He paused, took a deep breath, swallowed a few times, sniveled, rubbed his finger under his nose, and went on, virtually breathless, almost whispering:

“I’m so sorry, I’m so sorry. I… you know what you’ve meant… what you mean to me. I’ll miss you so much, I…”

And he wept and wept. He put his arms around me, clung to me, howling like a child. I didn’t cry. Not then.

I didn’t cry until I said good-bye to Jock, my dog; we’d been so close for so many years. He’s a Danish-Swedish farm dog, white with black and brown patches, brown eyes, and ears that are as soft as velvet, one black and one white. I gave him to a family I knew and trusted, not far from where I lived. Lisa and Sten and their three children. They’ve got a smallholding with horses and chickens, and they were very fond of Jock. The children loved him. I knew he liked them too, and that he’d have a good life there. But even so. He was mine, after all. And I was his. Between him and me you really could-without committing perjury -talk about love. The feeling was mutual, I’m convinced of that. But dogs don’t count; a dog’s dependence and devotion are not enough. And it was when I had left Jock at Sten and Lisa’s and I was driving away that I wept.

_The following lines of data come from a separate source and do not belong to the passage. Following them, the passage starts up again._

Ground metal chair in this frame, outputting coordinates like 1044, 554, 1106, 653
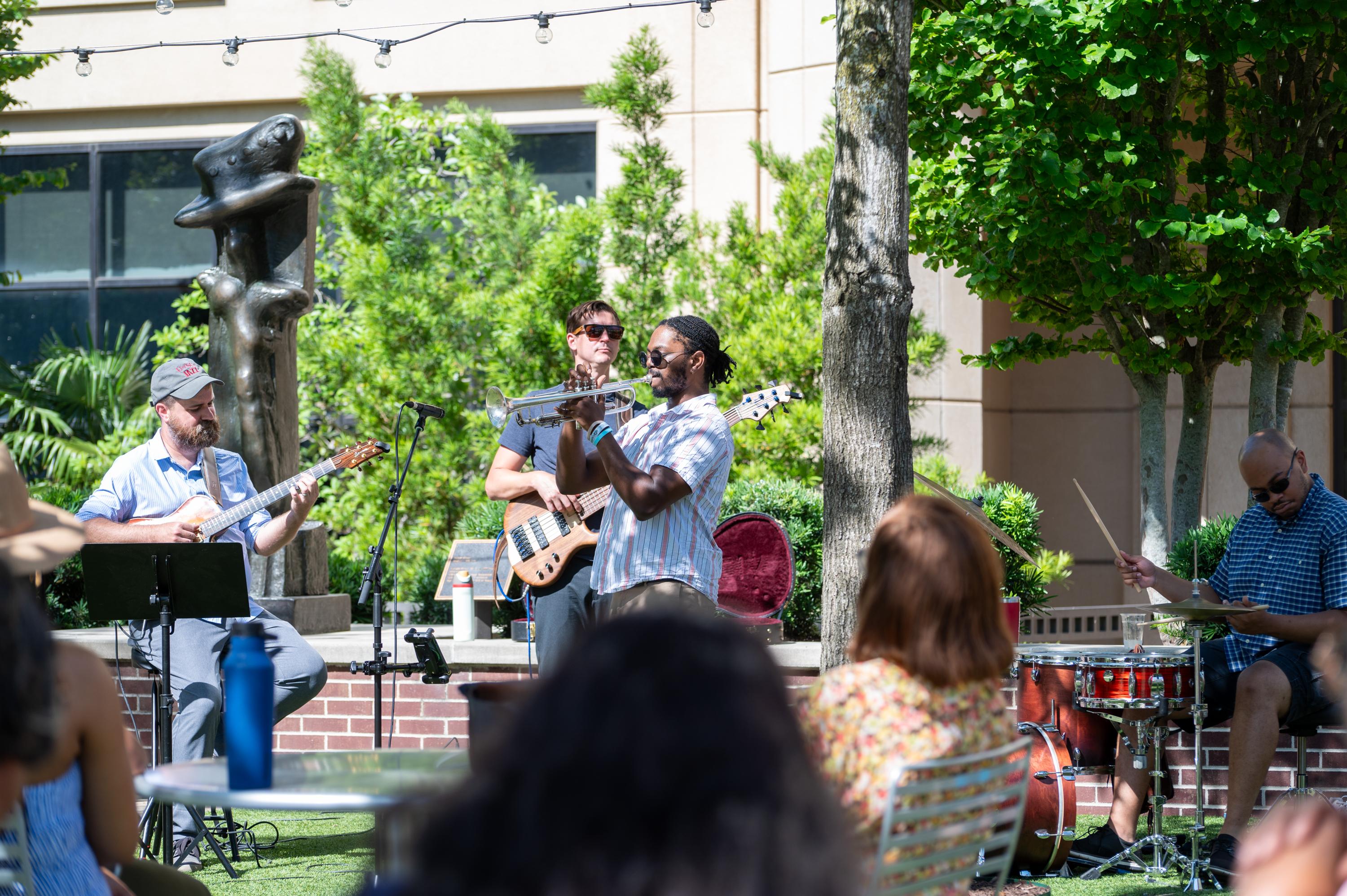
1272, 706, 1339, 807
869, 737, 1029, 896
0, 803, 35, 895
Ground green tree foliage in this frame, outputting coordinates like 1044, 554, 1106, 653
0, 323, 159, 488
299, 46, 602, 600
585, 26, 687, 335
911, 0, 1347, 553
674, 121, 948, 485
1158, 515, 1239, 644
0, 0, 66, 285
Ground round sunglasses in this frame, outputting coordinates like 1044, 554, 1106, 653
1249, 447, 1300, 504
571, 323, 626, 342
636, 349, 687, 370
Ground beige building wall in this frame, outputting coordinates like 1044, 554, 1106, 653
4, 0, 1335, 614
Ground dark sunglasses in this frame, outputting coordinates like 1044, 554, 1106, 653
571, 323, 626, 341
636, 349, 687, 370
1249, 447, 1300, 504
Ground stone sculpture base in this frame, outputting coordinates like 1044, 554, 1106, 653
255, 594, 350, 635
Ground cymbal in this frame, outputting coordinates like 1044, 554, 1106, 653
1150, 598, 1268, 625
912, 470, 1039, 567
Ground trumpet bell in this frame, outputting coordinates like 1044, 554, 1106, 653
486, 385, 511, 430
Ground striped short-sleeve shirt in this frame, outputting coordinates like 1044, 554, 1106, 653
591, 395, 734, 601
1211, 473, 1347, 671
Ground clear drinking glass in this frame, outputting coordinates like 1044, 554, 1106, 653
1121, 613, 1146, 651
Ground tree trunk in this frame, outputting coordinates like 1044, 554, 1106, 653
820, 0, 912, 670
1169, 362, 1219, 540
1274, 303, 1309, 432
1129, 373, 1169, 604
1249, 304, 1286, 432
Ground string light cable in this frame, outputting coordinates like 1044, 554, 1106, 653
0, 0, 725, 77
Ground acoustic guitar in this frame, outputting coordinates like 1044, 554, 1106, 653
128, 439, 388, 542
504, 382, 804, 588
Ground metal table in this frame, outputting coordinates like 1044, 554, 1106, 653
136, 749, 467, 873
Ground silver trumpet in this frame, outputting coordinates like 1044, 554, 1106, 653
486, 376, 651, 430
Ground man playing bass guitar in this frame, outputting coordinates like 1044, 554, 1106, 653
486, 300, 645, 674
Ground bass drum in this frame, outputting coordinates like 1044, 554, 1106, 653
1012, 722, 1076, 874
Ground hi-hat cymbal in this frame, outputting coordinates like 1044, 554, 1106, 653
1150, 598, 1268, 625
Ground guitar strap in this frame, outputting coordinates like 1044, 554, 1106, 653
201, 447, 225, 507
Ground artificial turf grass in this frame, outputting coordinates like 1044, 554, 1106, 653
1032, 815, 1230, 896
194, 810, 374, 896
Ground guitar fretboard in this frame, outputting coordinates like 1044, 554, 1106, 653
201, 460, 337, 538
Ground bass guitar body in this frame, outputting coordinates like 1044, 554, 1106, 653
504, 495, 598, 588
127, 495, 220, 542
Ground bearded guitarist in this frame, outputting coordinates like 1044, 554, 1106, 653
556, 315, 734, 615
77, 358, 327, 870
486, 299, 645, 674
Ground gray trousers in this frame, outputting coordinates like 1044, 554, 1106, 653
533, 555, 607, 675
131, 611, 327, 837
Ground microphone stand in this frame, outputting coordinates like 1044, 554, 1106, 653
350, 407, 430, 749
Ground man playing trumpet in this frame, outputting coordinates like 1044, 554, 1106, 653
556, 315, 734, 613
486, 300, 645, 674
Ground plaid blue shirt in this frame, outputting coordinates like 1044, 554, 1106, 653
1211, 473, 1347, 671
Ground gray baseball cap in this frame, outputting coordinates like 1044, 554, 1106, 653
150, 358, 225, 404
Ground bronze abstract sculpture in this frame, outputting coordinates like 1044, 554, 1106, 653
174, 114, 318, 491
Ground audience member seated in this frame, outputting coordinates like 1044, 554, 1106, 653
380, 613, 857, 896
0, 446, 207, 896
1238, 627, 1347, 896
797, 495, 1016, 851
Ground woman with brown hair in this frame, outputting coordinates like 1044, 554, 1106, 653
799, 495, 1016, 845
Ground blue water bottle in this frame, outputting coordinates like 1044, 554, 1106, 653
224, 623, 276, 790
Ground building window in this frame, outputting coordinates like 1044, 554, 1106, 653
0, 140, 216, 364
511, 123, 597, 202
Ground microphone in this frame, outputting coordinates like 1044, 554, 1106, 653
403, 401, 445, 419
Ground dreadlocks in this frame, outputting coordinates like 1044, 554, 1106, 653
660, 314, 734, 387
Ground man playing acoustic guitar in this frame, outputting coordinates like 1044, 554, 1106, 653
486, 299, 645, 674
75, 358, 327, 870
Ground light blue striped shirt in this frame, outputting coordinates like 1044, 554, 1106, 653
591, 395, 734, 601
75, 432, 271, 616
1211, 473, 1347, 671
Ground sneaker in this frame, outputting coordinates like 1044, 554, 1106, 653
1207, 834, 1239, 887
1067, 825, 1146, 872
172, 837, 201, 872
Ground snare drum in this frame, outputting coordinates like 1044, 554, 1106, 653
1075, 647, 1193, 712
1012, 644, 1118, 775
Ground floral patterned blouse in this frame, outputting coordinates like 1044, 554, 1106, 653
797, 659, 1017, 845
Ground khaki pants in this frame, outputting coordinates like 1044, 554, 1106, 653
612, 578, 715, 616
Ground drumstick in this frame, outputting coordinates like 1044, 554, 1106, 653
1071, 480, 1141, 594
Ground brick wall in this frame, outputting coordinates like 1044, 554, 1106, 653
109, 663, 1347, 814
116, 663, 814, 752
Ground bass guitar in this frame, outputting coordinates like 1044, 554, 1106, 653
129, 439, 388, 542
504, 382, 804, 588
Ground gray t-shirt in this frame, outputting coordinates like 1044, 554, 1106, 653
500, 385, 647, 476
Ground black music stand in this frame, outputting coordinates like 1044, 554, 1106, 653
81, 542, 251, 877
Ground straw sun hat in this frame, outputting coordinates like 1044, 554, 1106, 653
0, 443, 84, 575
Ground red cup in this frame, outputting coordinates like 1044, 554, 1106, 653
1001, 597, 1020, 643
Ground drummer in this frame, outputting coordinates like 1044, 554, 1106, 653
1071, 430, 1347, 876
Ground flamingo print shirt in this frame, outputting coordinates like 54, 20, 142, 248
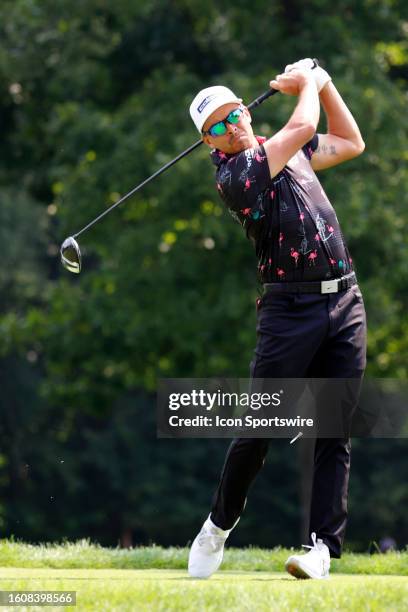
211, 134, 353, 283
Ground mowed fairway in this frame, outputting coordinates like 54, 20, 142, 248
0, 567, 408, 612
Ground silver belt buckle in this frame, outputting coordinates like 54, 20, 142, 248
320, 278, 339, 293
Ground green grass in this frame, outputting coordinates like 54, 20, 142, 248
0, 540, 408, 612
0, 540, 408, 576
0, 568, 408, 612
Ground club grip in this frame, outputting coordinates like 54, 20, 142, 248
248, 58, 319, 110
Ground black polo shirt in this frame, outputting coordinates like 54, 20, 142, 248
211, 134, 353, 283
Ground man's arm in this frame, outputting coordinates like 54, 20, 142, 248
310, 81, 365, 170
263, 70, 320, 178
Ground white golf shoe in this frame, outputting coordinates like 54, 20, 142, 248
188, 517, 234, 578
285, 532, 330, 580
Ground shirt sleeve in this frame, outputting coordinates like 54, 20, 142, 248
217, 145, 271, 214
302, 134, 319, 161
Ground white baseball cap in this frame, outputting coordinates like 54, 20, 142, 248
190, 85, 242, 134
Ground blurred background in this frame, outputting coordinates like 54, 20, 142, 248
0, 0, 408, 551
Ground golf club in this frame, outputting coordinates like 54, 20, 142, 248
60, 59, 319, 274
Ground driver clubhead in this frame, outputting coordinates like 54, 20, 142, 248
60, 236, 81, 274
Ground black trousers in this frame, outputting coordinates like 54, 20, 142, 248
211, 285, 366, 558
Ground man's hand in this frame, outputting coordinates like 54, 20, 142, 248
285, 57, 332, 93
269, 67, 313, 96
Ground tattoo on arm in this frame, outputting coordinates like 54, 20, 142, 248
316, 145, 337, 155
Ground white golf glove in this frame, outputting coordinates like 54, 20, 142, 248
285, 57, 332, 93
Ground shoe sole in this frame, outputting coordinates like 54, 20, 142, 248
285, 561, 329, 580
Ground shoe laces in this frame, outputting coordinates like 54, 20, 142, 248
302, 531, 323, 552
302, 531, 330, 572
198, 529, 226, 552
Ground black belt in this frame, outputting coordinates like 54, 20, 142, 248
264, 272, 357, 293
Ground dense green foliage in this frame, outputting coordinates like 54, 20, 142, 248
0, 0, 408, 550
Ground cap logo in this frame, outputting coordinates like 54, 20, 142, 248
197, 94, 217, 113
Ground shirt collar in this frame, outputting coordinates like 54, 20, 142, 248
210, 135, 266, 166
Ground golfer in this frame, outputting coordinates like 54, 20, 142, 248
188, 58, 366, 578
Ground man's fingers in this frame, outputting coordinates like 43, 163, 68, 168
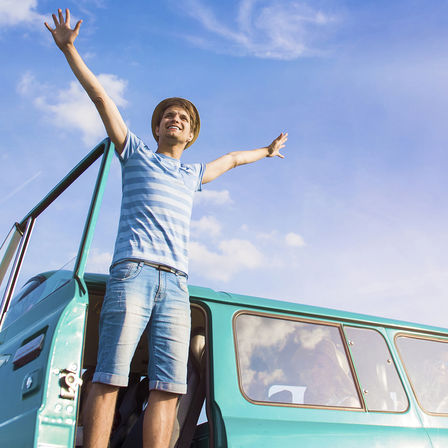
74, 20, 82, 33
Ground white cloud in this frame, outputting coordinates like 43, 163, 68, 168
194, 190, 233, 205
0, 171, 42, 204
285, 232, 305, 247
0, 0, 45, 27
190, 239, 264, 281
191, 216, 222, 237
180, 0, 335, 60
17, 72, 127, 146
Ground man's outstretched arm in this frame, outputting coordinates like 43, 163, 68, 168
45, 9, 127, 153
202, 132, 288, 184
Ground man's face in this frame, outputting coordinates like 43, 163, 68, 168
156, 106, 194, 145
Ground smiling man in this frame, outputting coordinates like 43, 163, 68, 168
45, 9, 287, 448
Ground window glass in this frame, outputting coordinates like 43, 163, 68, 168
396, 336, 448, 414
235, 314, 361, 408
344, 327, 408, 412
0, 226, 21, 303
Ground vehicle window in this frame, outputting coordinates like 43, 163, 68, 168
396, 336, 448, 414
235, 314, 361, 408
344, 327, 408, 412
0, 226, 21, 303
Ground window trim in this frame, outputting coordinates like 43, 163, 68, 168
232, 310, 367, 412
394, 331, 448, 417
342, 324, 411, 414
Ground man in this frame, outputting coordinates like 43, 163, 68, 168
45, 9, 287, 448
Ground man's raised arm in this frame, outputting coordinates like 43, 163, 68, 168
45, 9, 127, 153
202, 132, 288, 184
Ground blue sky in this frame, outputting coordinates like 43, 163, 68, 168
0, 0, 448, 326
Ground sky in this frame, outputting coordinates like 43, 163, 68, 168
0, 0, 448, 327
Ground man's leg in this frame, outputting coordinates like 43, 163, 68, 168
143, 390, 179, 448
83, 383, 120, 448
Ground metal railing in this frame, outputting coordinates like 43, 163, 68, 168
0, 138, 114, 331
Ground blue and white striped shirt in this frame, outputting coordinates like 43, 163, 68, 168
112, 131, 205, 273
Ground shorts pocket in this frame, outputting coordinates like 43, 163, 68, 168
110, 261, 143, 281
176, 275, 188, 294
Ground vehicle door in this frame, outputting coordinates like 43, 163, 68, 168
0, 141, 113, 448
209, 302, 431, 448
391, 332, 448, 448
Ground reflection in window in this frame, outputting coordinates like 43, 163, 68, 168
396, 336, 448, 414
235, 314, 361, 408
344, 327, 408, 412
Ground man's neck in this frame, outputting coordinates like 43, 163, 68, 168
156, 142, 184, 160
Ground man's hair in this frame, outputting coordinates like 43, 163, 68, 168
151, 97, 201, 149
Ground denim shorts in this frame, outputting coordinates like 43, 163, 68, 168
93, 260, 191, 394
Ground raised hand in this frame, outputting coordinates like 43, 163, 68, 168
45, 9, 82, 51
267, 132, 288, 159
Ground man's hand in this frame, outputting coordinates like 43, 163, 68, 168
45, 9, 128, 153
45, 9, 82, 51
267, 132, 288, 159
202, 132, 288, 184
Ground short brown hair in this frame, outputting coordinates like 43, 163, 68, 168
151, 97, 201, 149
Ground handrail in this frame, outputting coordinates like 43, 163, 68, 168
73, 140, 115, 279
0, 138, 115, 331
19, 138, 110, 231
0, 217, 36, 331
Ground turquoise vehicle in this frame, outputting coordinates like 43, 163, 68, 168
0, 140, 448, 448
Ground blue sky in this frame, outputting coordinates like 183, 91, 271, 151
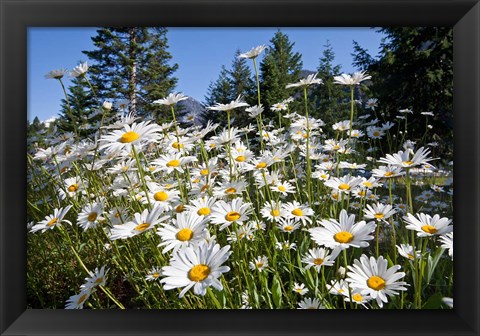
28, 27, 382, 121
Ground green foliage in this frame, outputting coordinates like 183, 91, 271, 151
354, 27, 453, 157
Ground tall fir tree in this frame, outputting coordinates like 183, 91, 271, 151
83, 27, 178, 120
260, 30, 303, 118
353, 27, 453, 157
311, 41, 348, 125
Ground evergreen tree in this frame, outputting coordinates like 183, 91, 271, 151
260, 31, 303, 118
353, 27, 453, 155
310, 41, 348, 129
83, 27, 178, 120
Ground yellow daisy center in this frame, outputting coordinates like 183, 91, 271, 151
197, 208, 211, 216
352, 293, 363, 302
292, 208, 303, 217
77, 294, 87, 304
177, 228, 193, 241
134, 223, 150, 231
87, 212, 98, 222
153, 191, 168, 202
68, 184, 78, 192
255, 161, 267, 169
225, 211, 242, 222
120, 131, 140, 143
367, 275, 386, 290
167, 160, 180, 167
47, 217, 58, 226
188, 264, 210, 281
422, 225, 438, 234
333, 231, 353, 244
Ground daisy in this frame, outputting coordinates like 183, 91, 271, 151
285, 72, 323, 89
210, 198, 252, 231
238, 44, 267, 59
298, 298, 325, 309
157, 212, 207, 253
395, 244, 422, 260
363, 203, 396, 222
208, 96, 248, 111
378, 147, 434, 168
77, 203, 105, 231
302, 248, 338, 272
439, 232, 453, 260
333, 71, 372, 85
293, 282, 308, 295
153, 93, 188, 106
346, 254, 407, 308
145, 266, 162, 281
282, 201, 314, 225
249, 256, 268, 272
30, 205, 72, 232
65, 290, 91, 309
80, 266, 108, 291
308, 209, 377, 250
403, 213, 453, 237
99, 121, 161, 153
185, 196, 217, 217
151, 153, 197, 174
109, 207, 169, 240
70, 62, 88, 77
160, 242, 231, 299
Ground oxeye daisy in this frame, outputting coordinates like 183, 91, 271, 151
185, 196, 217, 217
77, 203, 105, 231
65, 289, 91, 309
292, 282, 308, 295
260, 201, 287, 222
363, 203, 396, 222
160, 242, 231, 298
145, 266, 162, 281
248, 256, 268, 272
439, 232, 453, 259
210, 198, 252, 231
80, 266, 108, 290
151, 153, 197, 174
396, 244, 422, 260
30, 205, 72, 232
109, 207, 169, 240
403, 213, 453, 237
308, 209, 377, 250
302, 248, 339, 272
297, 298, 325, 309
99, 121, 161, 153
157, 212, 206, 253
283, 201, 314, 225
346, 254, 407, 308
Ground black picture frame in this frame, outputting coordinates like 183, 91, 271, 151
0, 0, 480, 336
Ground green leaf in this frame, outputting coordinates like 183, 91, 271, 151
272, 277, 282, 308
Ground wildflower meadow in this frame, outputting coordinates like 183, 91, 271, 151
27, 35, 453, 310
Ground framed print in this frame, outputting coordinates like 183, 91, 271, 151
0, 0, 480, 335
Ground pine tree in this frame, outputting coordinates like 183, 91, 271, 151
83, 27, 178, 119
311, 41, 348, 125
260, 31, 303, 118
354, 27, 453, 155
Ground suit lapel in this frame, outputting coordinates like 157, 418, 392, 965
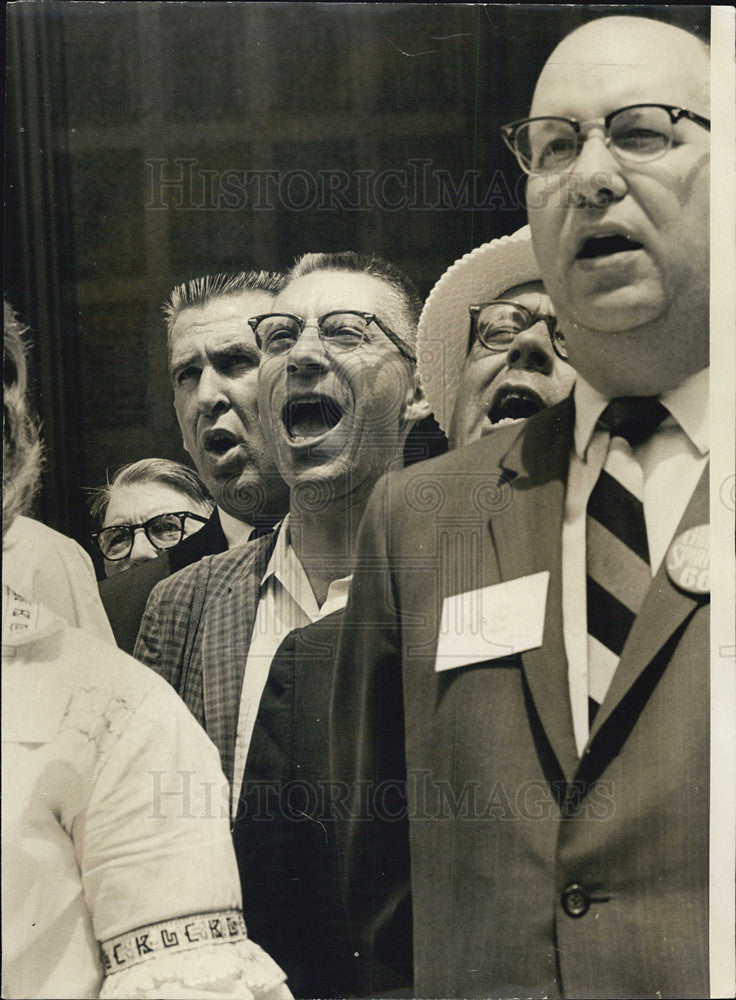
201, 533, 276, 787
590, 465, 710, 741
489, 397, 578, 780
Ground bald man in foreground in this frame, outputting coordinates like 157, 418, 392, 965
331, 17, 709, 997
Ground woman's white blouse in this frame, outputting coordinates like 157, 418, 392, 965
2, 588, 290, 998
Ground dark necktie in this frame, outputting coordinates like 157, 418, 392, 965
586, 396, 667, 725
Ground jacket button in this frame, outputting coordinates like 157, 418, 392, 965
561, 882, 590, 918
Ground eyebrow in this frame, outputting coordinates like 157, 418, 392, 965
169, 342, 261, 379
205, 341, 261, 365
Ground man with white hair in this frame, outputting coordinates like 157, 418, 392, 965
332, 16, 710, 997
417, 226, 575, 448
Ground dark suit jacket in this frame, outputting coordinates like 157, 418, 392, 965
330, 400, 709, 997
100, 508, 227, 653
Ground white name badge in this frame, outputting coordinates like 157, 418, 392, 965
434, 570, 549, 671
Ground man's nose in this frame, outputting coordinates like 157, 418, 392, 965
129, 527, 158, 566
197, 365, 230, 416
506, 320, 555, 375
567, 130, 628, 208
286, 323, 330, 375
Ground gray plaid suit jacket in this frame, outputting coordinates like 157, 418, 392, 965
134, 532, 276, 787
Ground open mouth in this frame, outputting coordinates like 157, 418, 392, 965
577, 233, 642, 260
488, 386, 545, 424
281, 396, 343, 441
204, 430, 238, 458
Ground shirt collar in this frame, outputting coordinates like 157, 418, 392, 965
217, 507, 253, 549
573, 368, 710, 461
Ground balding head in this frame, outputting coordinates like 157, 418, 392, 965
531, 16, 710, 118
527, 16, 710, 395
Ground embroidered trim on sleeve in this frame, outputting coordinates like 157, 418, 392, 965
100, 910, 248, 975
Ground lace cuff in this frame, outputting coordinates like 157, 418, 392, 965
100, 910, 290, 1000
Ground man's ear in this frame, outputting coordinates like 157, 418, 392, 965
403, 371, 432, 427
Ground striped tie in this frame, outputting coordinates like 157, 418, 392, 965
586, 396, 667, 725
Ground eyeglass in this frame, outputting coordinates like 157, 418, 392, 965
248, 309, 417, 364
92, 510, 207, 562
468, 299, 568, 361
501, 104, 710, 174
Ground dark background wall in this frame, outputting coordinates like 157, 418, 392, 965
5, 2, 708, 556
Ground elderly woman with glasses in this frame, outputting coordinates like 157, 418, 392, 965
91, 458, 214, 576
2, 296, 291, 1000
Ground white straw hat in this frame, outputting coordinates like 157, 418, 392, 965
417, 226, 541, 431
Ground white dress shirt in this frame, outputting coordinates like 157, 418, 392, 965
562, 368, 709, 754
232, 514, 351, 818
217, 507, 253, 549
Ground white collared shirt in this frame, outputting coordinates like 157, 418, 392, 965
562, 368, 709, 754
232, 514, 351, 818
217, 507, 253, 549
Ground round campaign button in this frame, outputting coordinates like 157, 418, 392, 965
666, 524, 710, 596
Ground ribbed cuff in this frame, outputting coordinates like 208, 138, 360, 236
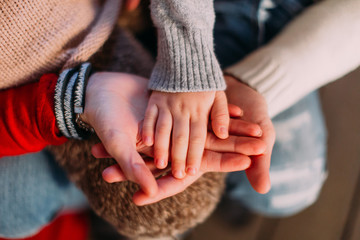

Loving and leaving don’t go together. They are two irreconcilable concepts, and when they are forced together by outside circumstances they require an explanation. But I was unable to give Jock that explanation. Because how do you explain something like that-or anything at all-to a dog? Nils could at least explain to me why he couldn’t be with me properly and make me a needed person, and I could understand that. But how will Jock, if he’s still alive, ever be able to understand why I drove away without him that day? How will he ever be able to understand why I never came back?